Americans trust the military, but recruiters?


This article is misleading. A new Gallup poll finds that out of government institutions, Americans, or 69 percent of them, have the most trust for the military. Somehow the story is about how this survey means that citizens are potentially more trustful of military recruiters, based on the words of some Pentagon PR person and the reporter’s interpretation of the survey (which I haven’t read, by the way). I think the reporter, or maybe his editor, wanted to make news out of something that really isn’t.  It’s doubtful that Americans trust military recruiters at the same level as the military at large, given their sagging enlistment numbers, frequent abuses of power, and an unpopular war.

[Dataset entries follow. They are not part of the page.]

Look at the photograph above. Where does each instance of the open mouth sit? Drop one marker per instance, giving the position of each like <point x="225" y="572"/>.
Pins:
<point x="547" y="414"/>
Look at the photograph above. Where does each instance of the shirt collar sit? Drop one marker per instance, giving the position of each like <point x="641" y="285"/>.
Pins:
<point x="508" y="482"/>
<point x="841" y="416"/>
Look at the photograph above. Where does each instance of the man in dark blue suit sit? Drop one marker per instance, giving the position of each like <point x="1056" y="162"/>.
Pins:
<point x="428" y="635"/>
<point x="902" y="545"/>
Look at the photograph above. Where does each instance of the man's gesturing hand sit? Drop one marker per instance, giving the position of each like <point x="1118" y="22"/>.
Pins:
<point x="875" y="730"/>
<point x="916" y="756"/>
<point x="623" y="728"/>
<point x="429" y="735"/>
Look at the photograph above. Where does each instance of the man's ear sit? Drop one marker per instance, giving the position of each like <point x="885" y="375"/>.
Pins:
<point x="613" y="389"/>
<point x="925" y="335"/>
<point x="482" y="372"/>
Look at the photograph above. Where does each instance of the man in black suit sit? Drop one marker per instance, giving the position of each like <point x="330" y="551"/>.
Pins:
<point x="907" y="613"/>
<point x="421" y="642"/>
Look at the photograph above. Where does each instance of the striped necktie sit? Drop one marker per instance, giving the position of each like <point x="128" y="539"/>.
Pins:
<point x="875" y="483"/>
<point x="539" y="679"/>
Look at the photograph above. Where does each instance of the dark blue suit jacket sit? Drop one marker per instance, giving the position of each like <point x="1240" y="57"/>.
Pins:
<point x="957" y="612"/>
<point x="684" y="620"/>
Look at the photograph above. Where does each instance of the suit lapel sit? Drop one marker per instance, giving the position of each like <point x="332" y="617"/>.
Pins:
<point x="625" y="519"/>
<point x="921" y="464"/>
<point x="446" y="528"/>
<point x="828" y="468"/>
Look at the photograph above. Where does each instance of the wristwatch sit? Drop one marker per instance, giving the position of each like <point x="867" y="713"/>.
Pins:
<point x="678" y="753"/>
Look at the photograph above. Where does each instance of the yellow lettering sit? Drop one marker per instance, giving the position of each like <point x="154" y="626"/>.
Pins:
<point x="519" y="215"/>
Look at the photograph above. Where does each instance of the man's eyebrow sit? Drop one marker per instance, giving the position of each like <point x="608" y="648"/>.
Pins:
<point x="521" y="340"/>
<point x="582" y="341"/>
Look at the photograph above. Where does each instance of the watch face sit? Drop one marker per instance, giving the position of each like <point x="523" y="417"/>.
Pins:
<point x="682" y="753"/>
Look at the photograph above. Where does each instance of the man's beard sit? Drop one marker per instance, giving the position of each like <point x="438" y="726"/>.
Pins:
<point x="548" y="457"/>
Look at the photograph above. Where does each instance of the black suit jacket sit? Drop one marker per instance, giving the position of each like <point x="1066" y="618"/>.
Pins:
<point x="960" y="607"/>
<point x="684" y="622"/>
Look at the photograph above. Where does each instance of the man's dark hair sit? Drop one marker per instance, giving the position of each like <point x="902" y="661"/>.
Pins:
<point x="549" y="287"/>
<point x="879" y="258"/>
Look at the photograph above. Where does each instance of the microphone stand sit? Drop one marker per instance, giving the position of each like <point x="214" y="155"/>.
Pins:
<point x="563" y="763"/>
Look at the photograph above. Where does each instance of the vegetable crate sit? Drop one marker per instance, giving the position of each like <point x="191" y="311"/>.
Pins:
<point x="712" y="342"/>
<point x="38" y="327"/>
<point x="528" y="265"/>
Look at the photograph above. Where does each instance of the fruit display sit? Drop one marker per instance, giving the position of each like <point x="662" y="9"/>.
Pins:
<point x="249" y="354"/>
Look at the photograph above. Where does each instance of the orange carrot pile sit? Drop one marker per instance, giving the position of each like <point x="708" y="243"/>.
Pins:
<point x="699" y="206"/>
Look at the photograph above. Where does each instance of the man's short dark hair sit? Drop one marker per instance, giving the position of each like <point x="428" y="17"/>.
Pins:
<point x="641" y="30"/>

One Response to “Americans trust the military, but recruiters?”

  1. John Says:

    This raises a question, how can you trust the military, but not military recruiters? The recruiters are regular members of the service who are temporarily assigned to recruiting duty. So if you distrust the recruiters then you would have to distrust the military as a whole. And of course the flip side is true. If you do trust the military, you can trust the recruiters. This question aside, if the recruiters fail to enlist the men and women the military needs to survive, the only answer is the return of the DRAFT. Next question, do we want an all recruited force where each person makes the decision for himself or herself? Or would we be better off with the government deciding for us?